[RUSF Nanterre] Prise d’otage des étudiants sans-papiers : quand la fac joue le jeu de la préfecture

Publié le par V

http://www.gisti.org/doc/actions/2006/rusf/logo_rusf.gifEn juin 2011, la vice présidence de l’université, incarnée par Mr Crowley, s’est engagée à assumer ses responsabilités vis-à-vis de ses étudiants sans-papiers et à soutenir ces derniers dans leurs demandes de régularisation. Après une réunion tripartite (présidence, vice-présidence et membres du RUSF), la fac s’est engagée à déposer les dossiers rassemblés, en imposant un certain nombre de conditions (notamment l’absence d’OQTF1 en cas de refus).

 

Faisant mine de répondre à nos demandes de suivi et réclamant même des pièces supplémentaires, C. Crowley a insisté pour mener seul les négociations avec la préfecture, affirmant qu’une présence « militante » mettrait en danger ces-dernières.

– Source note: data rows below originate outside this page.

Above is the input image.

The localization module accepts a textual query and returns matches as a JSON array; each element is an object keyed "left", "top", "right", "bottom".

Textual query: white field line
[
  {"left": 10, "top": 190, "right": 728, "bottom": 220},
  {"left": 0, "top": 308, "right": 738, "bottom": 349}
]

Résultats : nous n’avons actuellement aucune idée de l’état de la situation. Non seulement la vice-présidence refuse de donner une quelconque trace matérielle de leur dépôt, mais la préfecture nie formellement avoir jamais accepté de dépôt groupé de dossiers d’étudiants portés par la vice-présidence de l’université de Nanterre ; et surtout, aucun récépissé n’a été fourni (qui aurait valu une régularisation temporaire le temps de la délivrance d’un titre de séjour).

 

Nous avons donc été doublement pris en otage, matériellement et politiquement, puisque les étudiants abusés ont été empêchés d’entreprendre les démarches de leur côté pendant tout ce temps, et qu’à peu de frais, M. Crowley s’est débarrassé de l’encombrant rapport de force qui existait avec le RUSF en faisant semblant de collaborer aux efforts pour la régularisation des étudiants sans-papiers.

 

Cette attitude irresponsable de l’université envers ses étudiants s’associe au durcissement spectaculaire de la politique des préfectures à l’égard des étudiants étrangers : dans ce sens, la vice-présidence a affirmé au dernier CEVU son opposition à certaines inscriptions d’étudiants étrangers en des termes d’une indécence rareévoquant son désir de ne pas voir Nanterre transformée en « bidonville » universitaire.

 

Régularisez-nous ou rendez-nous les dossiers 

M. Crowley, si vous ne prenez pas vos responsabilités, d’autres le feront !

JEUDI 1er DECEMBRE à 12h30,

devant le bât. B

 

rufparis10@gmail.com

Permanences tous les jeudis, 18h, DD202

 

1 Obligation de Quitter le Territoire Français, qui accompagne dorénavant systématiquement un refus de régularisation.